Document processing in Liferay portal

Document processing in Liferay portal - java

I've been using Liferay a lot for past 2 years, but I have never needed any extensive document management.
Now I have a portlet where users upload documents (MS office OLE2 documents, ODS documents, PDF etc.) and I have to persist them with all metadata available.
I know how would I do that without using Liferay, I'd probably use Apache solr with Apache Tika (UpdateRichDocuments and ExtractingRequestHandler) or Apache Jackrabbit that are using Apache Tika under the hood (org.apache.jackrabbit.extractor.*).
The problem is, that If I look at the trunk of Liferay, there are some key classes :
Hooks (JCRHook, FileSystemHook, CMISHook, s3Hook) that are employed from within DLLocalServiceImpl kinda directly
Another alternative is using DLAppLocalServiceImpl that is employing DLRepositoryLocalServiceImpl and the files are persisted into repository also via Hooks, but a lot of additional stuff is done in there.
There is not jackrabbit-text-extractors library in Liferay, so I suppose If I wanted metadata to be extracted from PDF, DOCs, ODS documents, I would have very hard times... because the DL service layer doesn't accept additional properties
I think I'd have to avoid using DL services and JCR hook and access Jackrabbit directly... But I would loose the compatibility and possibility migrate my repository etc.
Could please anybody collaborate on this one please ? Thank you

SOLR for indexing, Jackrabbit for document storage. Managing Liferay Document Library in code is fairly easy, just look at the DL*LocalServiceUtil classes, namely DLFolderLocalServiceUtil and DLFileLocalServiceUtil. By default Liferay just creates a matching folder/file structure on the hard drive (with names changed) so you'd only need to write code or use Jackrabbit if you wanted more than this since Liferay allows up/download and viewing out of the box via the control panel and various portlets.
I haven't used JackRabbit with Liferay but once configured everything should be managed under the covers and you shouldn't need to worry about it on the front end.
When you say "with all metadata available" I'm not sure what is retained, but aside from renaming the file so that it can be tracked there shouldn't be any other changes. It should be quick and easy to test by uploading a file of each type and checking the entries in the LIFERAY/data/document_library directory and subdirectories. Again this would be different if Jackrabbit is used.

those two services DLLocalServiceImpl and DLAppLocalServiceImpl both are and will, I suppose, important. The former one if for direct access to repository.
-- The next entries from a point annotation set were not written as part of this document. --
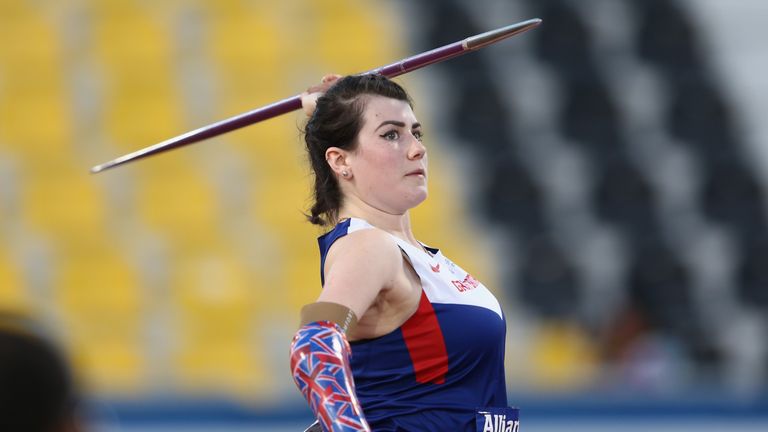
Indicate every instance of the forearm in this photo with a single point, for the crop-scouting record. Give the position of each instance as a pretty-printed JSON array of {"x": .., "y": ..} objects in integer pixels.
[{"x": 321, "y": 370}]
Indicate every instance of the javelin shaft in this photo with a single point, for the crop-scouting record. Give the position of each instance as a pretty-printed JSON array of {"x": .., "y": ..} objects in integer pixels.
[{"x": 293, "y": 103}]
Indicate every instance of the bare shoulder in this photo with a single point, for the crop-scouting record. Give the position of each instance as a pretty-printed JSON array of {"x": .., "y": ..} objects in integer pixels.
[{"x": 358, "y": 267}]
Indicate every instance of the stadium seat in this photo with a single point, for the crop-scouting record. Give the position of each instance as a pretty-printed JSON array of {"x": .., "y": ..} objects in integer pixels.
[{"x": 548, "y": 283}]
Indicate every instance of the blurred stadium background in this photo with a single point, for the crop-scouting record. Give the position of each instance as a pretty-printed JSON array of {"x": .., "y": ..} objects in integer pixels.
[{"x": 605, "y": 174}]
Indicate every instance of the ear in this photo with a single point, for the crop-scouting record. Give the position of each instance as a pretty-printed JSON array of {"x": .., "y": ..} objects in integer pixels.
[{"x": 338, "y": 161}]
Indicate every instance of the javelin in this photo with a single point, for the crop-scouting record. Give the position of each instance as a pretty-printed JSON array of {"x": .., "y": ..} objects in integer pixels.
[{"x": 397, "y": 68}]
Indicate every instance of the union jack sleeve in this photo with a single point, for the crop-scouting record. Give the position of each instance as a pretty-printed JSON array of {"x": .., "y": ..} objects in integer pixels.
[{"x": 320, "y": 368}]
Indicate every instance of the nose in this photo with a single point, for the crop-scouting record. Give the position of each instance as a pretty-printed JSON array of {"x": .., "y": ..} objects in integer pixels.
[{"x": 417, "y": 149}]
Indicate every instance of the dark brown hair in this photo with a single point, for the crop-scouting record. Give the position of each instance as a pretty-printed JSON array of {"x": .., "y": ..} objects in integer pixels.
[{"x": 336, "y": 122}]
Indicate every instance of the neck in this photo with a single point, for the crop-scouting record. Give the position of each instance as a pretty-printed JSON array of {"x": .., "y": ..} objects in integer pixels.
[{"x": 397, "y": 224}]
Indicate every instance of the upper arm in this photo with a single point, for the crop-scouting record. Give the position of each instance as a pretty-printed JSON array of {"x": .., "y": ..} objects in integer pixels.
[{"x": 358, "y": 266}]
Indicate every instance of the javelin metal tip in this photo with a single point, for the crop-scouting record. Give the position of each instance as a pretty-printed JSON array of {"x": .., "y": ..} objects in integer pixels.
[{"x": 493, "y": 36}]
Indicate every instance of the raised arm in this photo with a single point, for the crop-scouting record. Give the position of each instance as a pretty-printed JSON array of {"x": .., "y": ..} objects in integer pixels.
[{"x": 358, "y": 267}]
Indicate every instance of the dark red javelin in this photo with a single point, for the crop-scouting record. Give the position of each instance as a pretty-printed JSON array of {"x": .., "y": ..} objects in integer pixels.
[{"x": 293, "y": 103}]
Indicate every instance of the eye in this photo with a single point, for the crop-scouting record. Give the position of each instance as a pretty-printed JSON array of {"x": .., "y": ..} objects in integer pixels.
[{"x": 391, "y": 135}]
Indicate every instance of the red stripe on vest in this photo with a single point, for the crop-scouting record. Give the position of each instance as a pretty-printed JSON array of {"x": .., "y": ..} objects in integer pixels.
[{"x": 425, "y": 343}]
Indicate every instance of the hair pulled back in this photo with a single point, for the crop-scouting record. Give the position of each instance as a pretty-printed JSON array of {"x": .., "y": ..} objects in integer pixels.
[{"x": 336, "y": 121}]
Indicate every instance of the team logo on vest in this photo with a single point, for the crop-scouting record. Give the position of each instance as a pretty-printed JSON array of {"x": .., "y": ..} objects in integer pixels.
[
  {"x": 469, "y": 283},
  {"x": 499, "y": 423}
]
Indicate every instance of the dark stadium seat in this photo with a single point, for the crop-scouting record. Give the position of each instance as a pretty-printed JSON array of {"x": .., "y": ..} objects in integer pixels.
[
  {"x": 548, "y": 282},
  {"x": 660, "y": 288},
  {"x": 752, "y": 273},
  {"x": 590, "y": 116},
  {"x": 512, "y": 197},
  {"x": 622, "y": 196},
  {"x": 666, "y": 37},
  {"x": 563, "y": 42},
  {"x": 732, "y": 195},
  {"x": 700, "y": 117}
]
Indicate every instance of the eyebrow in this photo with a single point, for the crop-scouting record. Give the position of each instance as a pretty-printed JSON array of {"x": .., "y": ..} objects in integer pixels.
[{"x": 397, "y": 123}]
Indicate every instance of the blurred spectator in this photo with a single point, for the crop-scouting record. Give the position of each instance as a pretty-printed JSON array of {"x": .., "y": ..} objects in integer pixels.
[{"x": 36, "y": 388}]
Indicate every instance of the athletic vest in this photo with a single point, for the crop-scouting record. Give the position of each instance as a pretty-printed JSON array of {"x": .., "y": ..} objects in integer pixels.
[{"x": 444, "y": 363}]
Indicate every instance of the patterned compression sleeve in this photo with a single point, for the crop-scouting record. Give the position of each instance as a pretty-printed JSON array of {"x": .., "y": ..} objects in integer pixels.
[{"x": 320, "y": 367}]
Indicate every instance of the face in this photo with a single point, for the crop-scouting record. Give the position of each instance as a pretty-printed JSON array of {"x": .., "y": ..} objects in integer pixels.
[{"x": 389, "y": 165}]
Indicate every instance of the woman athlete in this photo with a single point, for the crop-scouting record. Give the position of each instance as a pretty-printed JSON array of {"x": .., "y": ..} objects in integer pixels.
[{"x": 400, "y": 338}]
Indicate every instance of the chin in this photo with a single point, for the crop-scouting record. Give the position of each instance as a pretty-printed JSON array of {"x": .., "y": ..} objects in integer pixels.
[{"x": 418, "y": 198}]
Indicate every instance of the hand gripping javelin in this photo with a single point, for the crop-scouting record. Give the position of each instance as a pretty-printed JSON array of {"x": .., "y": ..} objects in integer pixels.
[{"x": 397, "y": 68}]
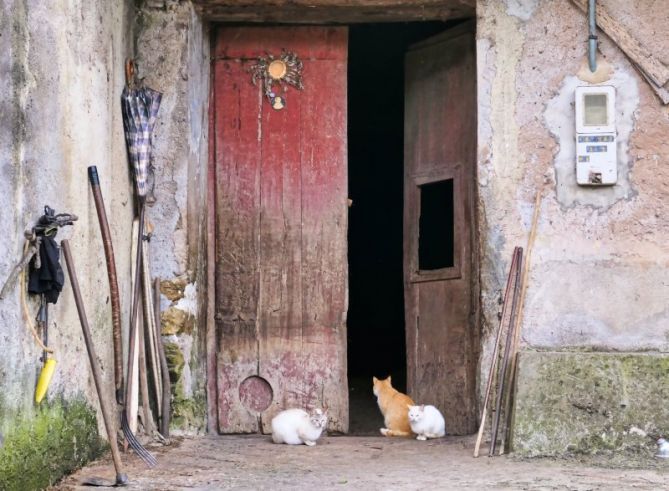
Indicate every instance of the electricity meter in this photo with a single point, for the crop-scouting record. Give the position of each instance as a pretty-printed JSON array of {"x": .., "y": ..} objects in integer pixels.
[{"x": 596, "y": 159}]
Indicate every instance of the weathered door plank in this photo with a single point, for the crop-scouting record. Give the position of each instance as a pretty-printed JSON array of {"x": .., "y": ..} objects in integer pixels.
[
  {"x": 441, "y": 305},
  {"x": 286, "y": 262}
]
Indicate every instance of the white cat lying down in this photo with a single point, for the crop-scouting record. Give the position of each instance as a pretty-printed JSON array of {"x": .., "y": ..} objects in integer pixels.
[
  {"x": 296, "y": 426},
  {"x": 426, "y": 422}
]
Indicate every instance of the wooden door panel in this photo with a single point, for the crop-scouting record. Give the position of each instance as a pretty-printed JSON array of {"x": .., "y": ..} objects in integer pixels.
[
  {"x": 237, "y": 202},
  {"x": 440, "y": 144},
  {"x": 324, "y": 240},
  {"x": 281, "y": 269}
]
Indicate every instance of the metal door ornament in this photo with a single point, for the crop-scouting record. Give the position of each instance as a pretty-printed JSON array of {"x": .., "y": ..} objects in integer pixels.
[{"x": 276, "y": 73}]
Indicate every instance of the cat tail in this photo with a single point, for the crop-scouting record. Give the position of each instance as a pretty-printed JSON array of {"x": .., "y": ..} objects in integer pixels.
[{"x": 390, "y": 432}]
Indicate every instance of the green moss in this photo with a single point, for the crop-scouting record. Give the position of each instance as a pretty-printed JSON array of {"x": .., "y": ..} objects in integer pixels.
[
  {"x": 189, "y": 414},
  {"x": 40, "y": 448},
  {"x": 594, "y": 404}
]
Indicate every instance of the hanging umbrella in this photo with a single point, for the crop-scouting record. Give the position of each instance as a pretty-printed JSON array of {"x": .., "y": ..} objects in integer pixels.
[{"x": 140, "y": 108}]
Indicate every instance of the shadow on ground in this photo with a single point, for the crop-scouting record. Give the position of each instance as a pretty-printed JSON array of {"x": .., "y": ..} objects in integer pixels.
[{"x": 357, "y": 463}]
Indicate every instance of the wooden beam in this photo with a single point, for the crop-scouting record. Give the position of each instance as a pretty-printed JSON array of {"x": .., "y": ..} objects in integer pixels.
[
  {"x": 333, "y": 11},
  {"x": 652, "y": 69}
]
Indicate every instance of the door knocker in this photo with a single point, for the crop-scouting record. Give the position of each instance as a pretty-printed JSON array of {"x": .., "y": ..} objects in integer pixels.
[{"x": 276, "y": 73}]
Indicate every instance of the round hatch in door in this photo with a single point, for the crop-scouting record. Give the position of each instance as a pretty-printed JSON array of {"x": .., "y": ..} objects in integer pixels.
[{"x": 256, "y": 393}]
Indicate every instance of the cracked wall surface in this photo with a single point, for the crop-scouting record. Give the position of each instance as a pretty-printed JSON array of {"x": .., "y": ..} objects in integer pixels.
[
  {"x": 61, "y": 76},
  {"x": 172, "y": 47},
  {"x": 598, "y": 279},
  {"x": 598, "y": 274}
]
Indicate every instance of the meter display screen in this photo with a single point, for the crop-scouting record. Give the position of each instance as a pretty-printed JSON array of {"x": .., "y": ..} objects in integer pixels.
[{"x": 595, "y": 110}]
Notice that when adding a file via this service you need to persist corresponding DlFileEntry into database and than reference that addFile(...., fileEntryId, ...).
The latter service is doing additional stuff for you, mainly asset management and workflow.
Regarding your use case, I would avoid using document library, because no metadata can go down into the JCR repository. Actually only metadata/custom properties that you could store would be custom properties AKA Expando feature of Liferay portal.
Best way for you seem to be implement your own jackrabbit hook to store data into repository and let Liferay document library use that repository.

Think Edgar is correct. If you check the current trunk via http://svn.liferay.com/repos/public/portal/trunk/portal-service/src/com/liferay/documentlibrary/service/DLLocalService.java (login as guest and no password), you will no longer find the class DLFolderLocalServiceUtil. We are using the existing DLFolderLocalServiceUtil class as well. Thanks for the heads up. We will refactor our code so when 6.1 comes around we can still use the DocumentLibrary services.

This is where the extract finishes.